From time to time, servicemembers and housing law intersect and with newfound protections afforded to the men and women in uniform, Bornstein Law wanted to revisit this topic.

We noted earlier that while tenants ordinarily have no right to terminate their lease early because of a new job or job relocation, military personnel have been carved out as an exception if they receive permanent change of station orders, or if their expected deployment will be 90 days or more. If either of these criterion is met, tenants on active duty can terminate the lease with 30 days’ written notice, without penalty.

That is courtesy, in part, of the Servicemembers Civil Relief Act, a 2003 law that restricts or limits actions against military personnel who are inherently transient. The Act was designed to relieve the stress of active duty service members and their families and allow military members to “devote their entire energy to the defense needs of the Nation.”

There are numerous obligations of both the landlord and departing service member under federal and California law, but we won’t get lost in the weeds now – suffice it to say that military personnel are given deference when being reassigned.

If amnesty is given to military members who are tenants, will they also be given favoritism if they are landlords?

That’s an interesting question we posed when we observed the case of Ballinger v. City of Oakland. When duty called for the Oakland couple, they left for Maryland for a short time but before doing so, rented out their home on a month-to-month basis. When it was time to come back home after their assignment was complete, however, the service members with two small children in tow had to fork over nearly $7,000 in relocation payments to their tenants.

The Air Force couple challenged the relocation scheme on constitutional grounds, but the court ruled they failed to “plead a cognizable legal theory” and that paying money to outgoing tenants is not an illegal seizure of property.

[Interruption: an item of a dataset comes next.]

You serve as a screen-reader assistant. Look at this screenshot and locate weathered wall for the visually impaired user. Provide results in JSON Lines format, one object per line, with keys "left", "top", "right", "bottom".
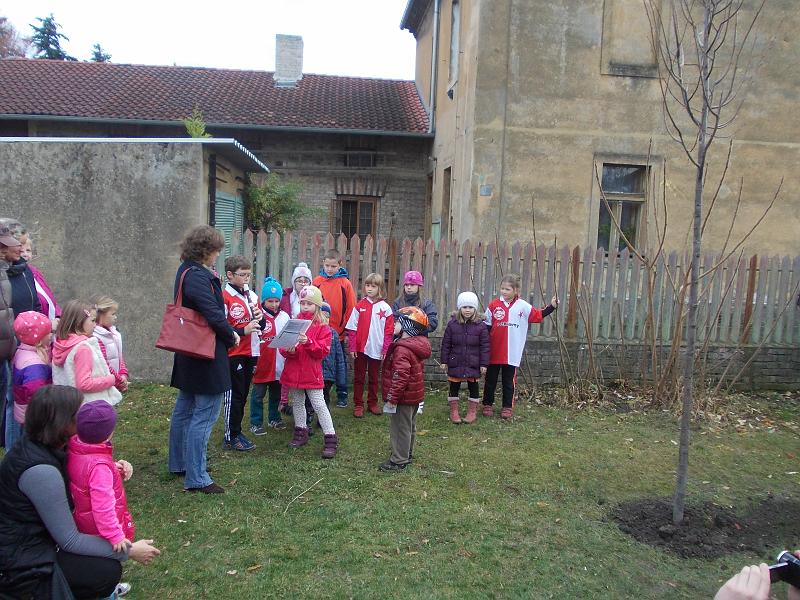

Military members get added recognition under new state law

The Governor recently signed a flurry of housing-related bills, two of them directly related to veterans, though not every landlord is a fan. In today’s polarized political climate, though, expressing concerns over added protections for veterans can be viewed as being against the troops.

SB 644 lowers limits on security deposits for active military – service members need only pay one month’s rent for unfurnished units and two months’ rent for furnished units.

If, however, the applicant has a poor credit history or track record of damaging rental property, these more relaxed security deposit rules would not apply. The lower security deposit requirement will not apply if the unit is rented to several individuals outside the service member’s close-knit family.

Although the bill has received widespread support and has been heralded by housing advocates, anti-poverty groups and veterans’ organizations, a high security deposit is sacrosanct to some landlords who fear that they will not have enough money on hand to pay for repairs and make no distinction that the tenant is in uniform.

At Bornstein Law, we say lighten up and give them a break. There’s plenty of more pressing concerns operating a rental business than shaving a security deposit for those who risk their lives to defend a person’s right to own a property.

Anti-discrimination laws extend to military members and veterans

We have stated in many venues that California has an ever-expanding pool of “protected” classes that cannot be discriminated against, and SB 222 adds veterans to a list of tenants who cannot be given the cold shoulder because of veteran or military status. Declaring that such bias is against public policy, the bill prohibits rental property owners from refusing to accept Veterans Affairs Supportive Housing Vouchers.

General Douglas MacArthur once said, “Whoever said the pen is mightier than the sword obviously never encountered automatic weapons.” We agree and pay homage to our brave heroes, but in landlord-tenant matters, we are reduced to the pen and legislation to ease the burden.